Zukünftige Lebensumstände bei der privaten Altersvorsorge berücksichtigen

Private Altersvorsorgeprodukte werden täglich abgeschlossen, um die Versorgungslücke im Alter zu schließen. Die Riester-oder Rürup-Rente, die Lebensversicherung oder die private Rentenversicherung in ihren vielfältigen Formen kommen dabei bei vielen Verbrauchern zum Einsatz.

Beim Abschluss eines solchen Vertrages werden Abschlussgebühren fällig. Verständlich, denn der Vertrieb, also vordergründig die Vermittler der Produkte und die Verwaltungskosten müssen bezahlt werden. Somit gehen die ersten eingezahlten Sparraten, je nach Produkt, für die Abschlusskosten drauf.
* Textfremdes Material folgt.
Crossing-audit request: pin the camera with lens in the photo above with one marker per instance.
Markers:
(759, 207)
Die Abschluss- und Vertriebskosten werden von den getätigten Einzahlungen abgezogen. Umso ärgerlicher ist es, wenn ein abgeschlossener Vertrag nicht der richtige war. Innerhalb der gesetzlichen Kündigungsfrist ist es nicht so schlimm. Wurden aber über Monate hinweg Einzahlungen in den Vertrag geleistet, dann ist der eingezahlte Betrag im Vertrag durch die Verrechnung mit den Gebühren viel niedriger.

Deshalb ist es wichtig, sich vor dem Abschluss eines Vertrages sicher zu sein, ob es das richtige Produkt ist. Außerdem sollten weitere Faktoren berücksichtigt werden. Zum Bespiel sollte eine sich eventuell anbahnende Selbstständigkeit bei der Produktsuche bedacht oder eine Familiengründung eingeplant werden, auch wenn diese erst in einigen Jahren ansteht. Die Absicherung der Arbeitsleistung durch eine Berufsunfähigkeitsversicherung sollte ebenfalls nicht vernachlässigt werden.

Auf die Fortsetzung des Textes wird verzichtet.